Potret buram kehidupan bangsa Indonesia sampai saat ini masih menyisakan pekerjaan rumah yang cukup pelik. Warga masyarakat miskin di perkotaan masih banyak yang belum mendapatkan kesempatan memanfaatkan sumber kehidupan yang dibutuhkannya. Meski sumber tersebut tersedia di dekatnya. Tidak kurang lengkap sarana yang ada di perkotaan dapat memadai, namun daya jangkau warga masyarakat miskin masih begitu kesulitan. Kita dengan mudah dapat melihat potret buram ini. Panjangnya antrian warga masyarakat kota yang masih membutuhkan pembagian sembako, antrian pembagian daging qurban pada saat Iedul Adha, peminta-minta di jalanan. Para pelakunya selain orang-orang dewasa juga anak-anak yang masih belia.
Secara makro data statistik menunjukkan masih banyaknya warga masyarakat yang hidupnya di bawah garis kemiskinan, walaupun ada penurunan jumlahnya.
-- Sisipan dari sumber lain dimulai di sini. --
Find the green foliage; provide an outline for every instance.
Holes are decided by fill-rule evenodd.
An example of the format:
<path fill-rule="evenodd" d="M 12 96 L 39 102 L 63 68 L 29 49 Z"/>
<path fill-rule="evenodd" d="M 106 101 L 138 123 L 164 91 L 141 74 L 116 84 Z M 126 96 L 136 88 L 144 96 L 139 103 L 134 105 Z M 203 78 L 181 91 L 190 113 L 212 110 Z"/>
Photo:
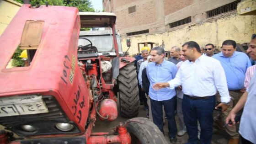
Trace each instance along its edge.
<path fill-rule="evenodd" d="M 24 62 L 21 59 L 21 58 L 19 57 L 22 52 L 22 50 L 20 49 L 19 47 L 18 47 L 14 52 L 12 58 L 13 60 L 11 62 L 11 65 L 14 67 L 24 66 L 25 65 Z"/>
<path fill-rule="evenodd" d="M 62 0 L 31 0 L 30 4 L 32 5 L 45 5 L 45 2 L 47 1 L 48 4 L 50 5 L 64 6 L 63 1 Z"/>
<path fill-rule="evenodd" d="M 78 8 L 79 11 L 95 11 L 90 0 L 64 0 L 64 3 L 66 6 Z"/>
<path fill-rule="evenodd" d="M 23 4 L 23 0 L 14 0 L 14 1 Z"/>
<path fill-rule="evenodd" d="M 24 3 L 23 0 L 14 0 L 21 4 Z M 78 8 L 79 11 L 95 11 L 91 5 L 91 0 L 30 0 L 30 4 L 32 6 L 37 5 L 45 5 L 46 1 L 50 5 L 75 7 Z"/>
<path fill-rule="evenodd" d="M 18 2 L 23 3 L 23 0 L 14 0 Z M 91 5 L 91 0 L 30 0 L 31 5 L 45 5 L 47 1 L 49 5 L 59 5 L 75 7 L 79 11 L 95 12 Z M 88 31 L 91 28 L 81 28 L 81 31 Z"/>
Data statistik tahun 2000 terdapat sekitar 37,3 juta Jiwa atau 19% dari total penduduk Indonesia. Kemudian data terbaru Maret 2008 BPS mencatat jumlah penduduk miskin sebanyak 35 juta jiwa (15,4%). Namun angka tersebut masih menunjukkan begitu besarnya angka penduduk Indonesia yang hidup dalam kemiskinan.
Dari gambaran data tersebut, kita dapat mengestimasi jumlah anak yang terkena imbas dari kemiskinan orangtuanya. Di antaranya ada anak-anak yang masuk pasar kerja. Meskipun jumlahnya dari tahun ke tahun mengalami penurunan, kualitas generasi anak yang telah memasuki usia dewasa ini juga dapat kita prediksi tingkat pendidikannya tidak akan jauh dari tamat SD bahkan bisa jadi mereka tidak mengikuti sekolah. Sementara jumlah anak putus sekolah menurut Manurung (2008) sebesar 12 juta.
Anak-anak yang hidup saat ini akan menjadi tonggak peradaban bangsa Indonesia di masa depan. Sudah saatnya kita semua terbangun dari kenistaan dan keterpurukan yang dialami keluarga saudara kita sendiri dan anak-anaknya. Rasa kesetiakawanan sosial harus dijalin dan mengakar dalam sendi kehidupan berbangsa.